Positive psychology has been gaining quite a bit of momentum over the past decade or so, with more mental health professionals tuning into its tenets, and several international events cropping up to help grow the field. There’s little doubt that the area has vast potential to teach both professionals and their clients much in terms of a different approach to life, but there is also some contention over whether positive psychology is too dismissive of what some would term the “dark side.” As with many things in life, positive psychology is experiencing a call to become more balanced, and both proponents and critics are awaiting the outcome.
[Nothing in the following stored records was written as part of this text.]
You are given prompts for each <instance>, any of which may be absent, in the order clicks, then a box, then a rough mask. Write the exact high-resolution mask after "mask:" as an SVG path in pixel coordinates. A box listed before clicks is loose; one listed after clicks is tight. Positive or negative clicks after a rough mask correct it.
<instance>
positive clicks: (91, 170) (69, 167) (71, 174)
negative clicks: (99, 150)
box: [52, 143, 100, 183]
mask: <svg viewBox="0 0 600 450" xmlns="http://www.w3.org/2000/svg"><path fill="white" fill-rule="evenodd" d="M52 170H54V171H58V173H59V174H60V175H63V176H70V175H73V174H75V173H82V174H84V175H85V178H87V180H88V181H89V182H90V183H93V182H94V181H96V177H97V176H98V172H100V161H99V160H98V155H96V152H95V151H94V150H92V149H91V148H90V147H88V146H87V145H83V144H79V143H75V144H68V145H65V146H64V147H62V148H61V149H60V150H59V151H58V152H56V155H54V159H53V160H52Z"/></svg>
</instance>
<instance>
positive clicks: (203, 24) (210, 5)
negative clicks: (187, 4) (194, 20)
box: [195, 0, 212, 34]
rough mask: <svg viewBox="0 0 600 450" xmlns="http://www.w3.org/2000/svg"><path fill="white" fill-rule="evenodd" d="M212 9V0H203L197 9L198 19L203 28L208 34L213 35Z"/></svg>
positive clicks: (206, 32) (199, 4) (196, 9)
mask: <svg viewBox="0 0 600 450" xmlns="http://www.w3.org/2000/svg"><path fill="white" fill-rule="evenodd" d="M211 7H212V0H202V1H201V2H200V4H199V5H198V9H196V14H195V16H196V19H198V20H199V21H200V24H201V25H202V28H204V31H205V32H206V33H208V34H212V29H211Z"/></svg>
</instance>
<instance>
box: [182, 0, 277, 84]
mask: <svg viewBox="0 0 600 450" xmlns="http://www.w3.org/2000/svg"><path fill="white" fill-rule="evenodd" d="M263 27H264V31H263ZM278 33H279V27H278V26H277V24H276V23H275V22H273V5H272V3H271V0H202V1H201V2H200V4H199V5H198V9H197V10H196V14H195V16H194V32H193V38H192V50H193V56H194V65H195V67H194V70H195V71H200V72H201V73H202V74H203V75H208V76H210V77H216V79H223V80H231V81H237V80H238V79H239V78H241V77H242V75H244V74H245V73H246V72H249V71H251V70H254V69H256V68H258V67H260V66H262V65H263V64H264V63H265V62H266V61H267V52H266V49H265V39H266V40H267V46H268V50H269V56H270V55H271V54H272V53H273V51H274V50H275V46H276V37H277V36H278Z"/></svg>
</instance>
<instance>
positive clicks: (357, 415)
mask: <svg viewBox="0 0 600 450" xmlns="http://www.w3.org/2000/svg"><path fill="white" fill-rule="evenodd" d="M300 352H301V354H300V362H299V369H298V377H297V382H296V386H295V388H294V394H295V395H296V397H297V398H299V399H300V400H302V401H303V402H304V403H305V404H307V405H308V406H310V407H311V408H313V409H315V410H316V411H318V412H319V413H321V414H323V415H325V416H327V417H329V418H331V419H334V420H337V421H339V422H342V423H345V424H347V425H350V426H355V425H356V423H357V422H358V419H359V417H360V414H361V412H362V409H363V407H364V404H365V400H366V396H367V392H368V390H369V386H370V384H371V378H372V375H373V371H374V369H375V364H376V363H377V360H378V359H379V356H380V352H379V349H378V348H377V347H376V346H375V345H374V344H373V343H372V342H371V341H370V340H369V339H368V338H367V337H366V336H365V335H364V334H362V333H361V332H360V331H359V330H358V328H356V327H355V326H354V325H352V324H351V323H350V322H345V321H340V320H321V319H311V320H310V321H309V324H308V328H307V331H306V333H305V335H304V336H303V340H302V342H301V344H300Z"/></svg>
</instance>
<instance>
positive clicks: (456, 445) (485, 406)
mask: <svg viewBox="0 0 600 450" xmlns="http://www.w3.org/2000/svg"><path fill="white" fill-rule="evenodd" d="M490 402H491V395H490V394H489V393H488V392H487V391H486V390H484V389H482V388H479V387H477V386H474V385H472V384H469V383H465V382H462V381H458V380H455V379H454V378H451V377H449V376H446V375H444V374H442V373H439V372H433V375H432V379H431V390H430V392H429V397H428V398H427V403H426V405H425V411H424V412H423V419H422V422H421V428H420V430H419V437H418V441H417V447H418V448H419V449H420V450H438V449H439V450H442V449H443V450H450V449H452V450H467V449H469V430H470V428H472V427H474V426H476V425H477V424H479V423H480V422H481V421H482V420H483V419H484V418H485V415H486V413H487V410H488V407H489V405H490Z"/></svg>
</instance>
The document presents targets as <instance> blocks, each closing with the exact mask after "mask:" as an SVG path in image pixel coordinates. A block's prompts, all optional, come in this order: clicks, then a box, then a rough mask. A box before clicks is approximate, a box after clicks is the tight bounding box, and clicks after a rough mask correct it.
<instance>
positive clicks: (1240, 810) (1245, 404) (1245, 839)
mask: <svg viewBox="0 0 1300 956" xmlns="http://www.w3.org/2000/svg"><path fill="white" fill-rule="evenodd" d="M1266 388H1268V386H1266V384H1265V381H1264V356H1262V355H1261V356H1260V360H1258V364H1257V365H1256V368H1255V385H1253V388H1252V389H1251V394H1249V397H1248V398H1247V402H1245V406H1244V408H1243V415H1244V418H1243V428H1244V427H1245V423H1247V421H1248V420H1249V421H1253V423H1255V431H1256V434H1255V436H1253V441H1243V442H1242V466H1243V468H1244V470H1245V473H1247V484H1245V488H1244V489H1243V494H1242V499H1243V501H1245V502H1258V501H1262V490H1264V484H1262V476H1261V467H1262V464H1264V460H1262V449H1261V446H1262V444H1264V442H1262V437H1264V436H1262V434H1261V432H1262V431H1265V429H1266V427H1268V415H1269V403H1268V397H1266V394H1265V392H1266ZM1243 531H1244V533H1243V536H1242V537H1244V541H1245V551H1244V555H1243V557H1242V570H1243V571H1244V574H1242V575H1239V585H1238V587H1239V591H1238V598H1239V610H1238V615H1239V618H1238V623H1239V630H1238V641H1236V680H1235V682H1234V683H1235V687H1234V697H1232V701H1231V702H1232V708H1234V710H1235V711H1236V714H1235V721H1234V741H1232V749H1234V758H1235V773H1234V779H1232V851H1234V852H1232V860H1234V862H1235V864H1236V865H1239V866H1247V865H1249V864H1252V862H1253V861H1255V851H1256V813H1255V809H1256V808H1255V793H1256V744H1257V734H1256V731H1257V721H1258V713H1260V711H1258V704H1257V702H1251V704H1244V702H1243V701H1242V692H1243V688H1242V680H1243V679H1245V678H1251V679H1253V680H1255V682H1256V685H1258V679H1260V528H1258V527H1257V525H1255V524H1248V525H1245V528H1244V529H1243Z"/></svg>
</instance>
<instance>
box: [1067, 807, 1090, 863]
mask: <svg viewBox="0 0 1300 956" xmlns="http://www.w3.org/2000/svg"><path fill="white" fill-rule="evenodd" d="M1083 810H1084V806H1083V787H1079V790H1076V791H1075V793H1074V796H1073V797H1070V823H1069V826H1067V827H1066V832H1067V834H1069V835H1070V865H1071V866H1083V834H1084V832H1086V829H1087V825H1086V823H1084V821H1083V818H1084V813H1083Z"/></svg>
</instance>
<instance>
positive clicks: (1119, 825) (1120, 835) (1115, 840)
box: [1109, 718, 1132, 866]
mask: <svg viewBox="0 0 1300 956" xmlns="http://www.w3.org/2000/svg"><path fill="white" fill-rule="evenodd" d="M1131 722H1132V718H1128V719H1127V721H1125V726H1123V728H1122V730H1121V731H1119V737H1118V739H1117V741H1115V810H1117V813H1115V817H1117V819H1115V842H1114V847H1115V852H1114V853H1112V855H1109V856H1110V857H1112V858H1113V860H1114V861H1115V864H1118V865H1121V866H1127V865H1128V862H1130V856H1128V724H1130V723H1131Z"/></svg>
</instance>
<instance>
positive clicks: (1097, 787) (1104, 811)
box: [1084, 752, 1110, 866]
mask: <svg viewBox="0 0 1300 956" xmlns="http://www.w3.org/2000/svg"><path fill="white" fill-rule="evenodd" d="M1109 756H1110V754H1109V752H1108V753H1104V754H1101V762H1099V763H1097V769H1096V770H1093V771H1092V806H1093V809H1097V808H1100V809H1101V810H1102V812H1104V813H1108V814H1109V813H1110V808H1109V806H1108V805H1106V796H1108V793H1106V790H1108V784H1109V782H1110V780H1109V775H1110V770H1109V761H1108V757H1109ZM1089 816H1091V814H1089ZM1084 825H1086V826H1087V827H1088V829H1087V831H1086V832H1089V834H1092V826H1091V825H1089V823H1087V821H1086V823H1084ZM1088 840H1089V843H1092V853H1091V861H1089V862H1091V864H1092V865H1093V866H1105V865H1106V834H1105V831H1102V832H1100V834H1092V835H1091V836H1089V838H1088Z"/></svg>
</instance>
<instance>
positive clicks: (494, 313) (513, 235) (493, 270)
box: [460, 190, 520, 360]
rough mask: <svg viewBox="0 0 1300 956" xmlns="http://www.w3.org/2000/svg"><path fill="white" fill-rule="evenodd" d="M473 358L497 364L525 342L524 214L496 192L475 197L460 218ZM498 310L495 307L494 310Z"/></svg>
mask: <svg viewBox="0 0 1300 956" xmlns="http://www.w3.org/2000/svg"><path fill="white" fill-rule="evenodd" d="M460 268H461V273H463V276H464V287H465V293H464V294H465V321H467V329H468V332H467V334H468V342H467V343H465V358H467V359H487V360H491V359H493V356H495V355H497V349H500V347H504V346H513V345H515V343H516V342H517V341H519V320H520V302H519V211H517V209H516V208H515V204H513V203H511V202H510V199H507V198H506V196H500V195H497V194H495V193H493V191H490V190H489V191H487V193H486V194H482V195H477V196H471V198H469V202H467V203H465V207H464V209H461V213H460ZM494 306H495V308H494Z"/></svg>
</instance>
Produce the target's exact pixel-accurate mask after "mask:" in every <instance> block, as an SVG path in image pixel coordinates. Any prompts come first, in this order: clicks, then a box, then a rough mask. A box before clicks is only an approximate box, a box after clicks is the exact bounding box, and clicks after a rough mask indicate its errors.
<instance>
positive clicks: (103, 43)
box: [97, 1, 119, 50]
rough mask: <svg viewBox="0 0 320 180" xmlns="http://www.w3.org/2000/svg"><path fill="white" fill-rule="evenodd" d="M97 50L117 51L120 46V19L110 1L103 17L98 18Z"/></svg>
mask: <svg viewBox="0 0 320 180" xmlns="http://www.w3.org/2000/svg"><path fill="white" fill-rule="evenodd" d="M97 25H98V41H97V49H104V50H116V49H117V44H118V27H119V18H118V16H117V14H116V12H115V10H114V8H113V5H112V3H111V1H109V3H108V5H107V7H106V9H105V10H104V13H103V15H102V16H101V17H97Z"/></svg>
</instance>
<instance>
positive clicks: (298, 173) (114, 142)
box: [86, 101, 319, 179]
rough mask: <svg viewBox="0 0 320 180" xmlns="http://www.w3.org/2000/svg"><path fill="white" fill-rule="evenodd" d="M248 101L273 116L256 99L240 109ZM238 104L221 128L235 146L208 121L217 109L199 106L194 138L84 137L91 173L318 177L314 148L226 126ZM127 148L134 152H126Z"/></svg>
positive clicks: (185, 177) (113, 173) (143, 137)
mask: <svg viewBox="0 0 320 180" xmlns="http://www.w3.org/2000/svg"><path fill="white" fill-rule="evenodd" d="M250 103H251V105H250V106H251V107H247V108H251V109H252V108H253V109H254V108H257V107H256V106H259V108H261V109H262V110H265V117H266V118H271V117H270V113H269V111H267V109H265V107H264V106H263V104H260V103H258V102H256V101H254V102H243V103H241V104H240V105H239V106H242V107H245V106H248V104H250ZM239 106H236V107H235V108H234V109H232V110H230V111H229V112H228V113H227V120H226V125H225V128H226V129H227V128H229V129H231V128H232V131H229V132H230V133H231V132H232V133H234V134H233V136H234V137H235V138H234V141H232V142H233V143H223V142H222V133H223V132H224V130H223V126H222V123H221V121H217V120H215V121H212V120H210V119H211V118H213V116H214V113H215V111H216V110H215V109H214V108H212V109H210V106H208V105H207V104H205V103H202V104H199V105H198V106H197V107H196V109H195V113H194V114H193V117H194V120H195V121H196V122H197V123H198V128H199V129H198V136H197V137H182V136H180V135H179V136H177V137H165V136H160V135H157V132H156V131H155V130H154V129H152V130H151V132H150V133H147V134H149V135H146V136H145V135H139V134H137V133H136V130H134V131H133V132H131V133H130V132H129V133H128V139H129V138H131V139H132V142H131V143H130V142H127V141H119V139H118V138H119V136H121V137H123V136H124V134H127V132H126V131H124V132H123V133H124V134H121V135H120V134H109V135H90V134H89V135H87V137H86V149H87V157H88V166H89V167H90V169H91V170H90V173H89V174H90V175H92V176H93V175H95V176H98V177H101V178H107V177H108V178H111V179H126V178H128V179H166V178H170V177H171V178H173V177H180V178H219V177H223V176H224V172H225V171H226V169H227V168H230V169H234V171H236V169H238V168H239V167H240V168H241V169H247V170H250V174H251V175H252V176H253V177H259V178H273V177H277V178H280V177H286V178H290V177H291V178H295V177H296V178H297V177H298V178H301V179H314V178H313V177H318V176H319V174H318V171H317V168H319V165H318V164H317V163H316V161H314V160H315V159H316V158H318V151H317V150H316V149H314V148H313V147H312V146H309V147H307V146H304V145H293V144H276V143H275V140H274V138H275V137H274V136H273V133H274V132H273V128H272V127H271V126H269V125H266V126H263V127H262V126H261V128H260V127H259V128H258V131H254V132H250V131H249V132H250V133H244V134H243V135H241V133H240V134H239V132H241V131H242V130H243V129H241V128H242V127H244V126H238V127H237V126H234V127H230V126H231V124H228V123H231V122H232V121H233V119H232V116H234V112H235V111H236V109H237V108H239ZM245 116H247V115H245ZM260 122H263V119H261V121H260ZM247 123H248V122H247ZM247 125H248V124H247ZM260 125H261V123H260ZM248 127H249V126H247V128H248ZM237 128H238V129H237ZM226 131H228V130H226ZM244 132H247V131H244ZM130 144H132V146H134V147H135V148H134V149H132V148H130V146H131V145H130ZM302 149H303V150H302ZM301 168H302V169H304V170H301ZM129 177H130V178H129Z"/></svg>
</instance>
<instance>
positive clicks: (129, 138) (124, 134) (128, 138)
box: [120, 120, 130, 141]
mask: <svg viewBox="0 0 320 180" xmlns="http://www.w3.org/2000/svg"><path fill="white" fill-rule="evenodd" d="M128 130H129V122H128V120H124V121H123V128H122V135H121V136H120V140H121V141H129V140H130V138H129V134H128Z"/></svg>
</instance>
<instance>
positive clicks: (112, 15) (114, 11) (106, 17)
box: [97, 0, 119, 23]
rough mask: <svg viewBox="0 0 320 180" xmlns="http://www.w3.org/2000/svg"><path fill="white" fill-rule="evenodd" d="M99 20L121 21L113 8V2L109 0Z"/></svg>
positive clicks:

One call in particular has been made recently by Dale Floody of Wisconsin, a Viterbo University professor who believes that positive psychology has a lot to offer –as long as it remains true to reality. Noting that optimism and a proactive approach to life can be extraordinarily beneficial for people from all walks of life, Floody also sees the potential for the realistic handling of life’s less glorious moments to be of value. In his book published this spring, Balanced Positive Psychology: Where the Grass is Greener, Floody touches on a variety of topics within the greater topic of psychology itself and examines both how positive psychology has the potential to enhance lives and individual experiences, as well as how taking the negative into account can afford a more genuine outlook.
As positive psychology strives to make a firm place for itself among the many approaches being practiced and discussed today, the need for more consideration of negative emotions and experiences is bound to present a challenge. For the many professionals and clients who are working with positive psychology to create a greater well-being, there is hope that the challenge will be met with vigor and skill.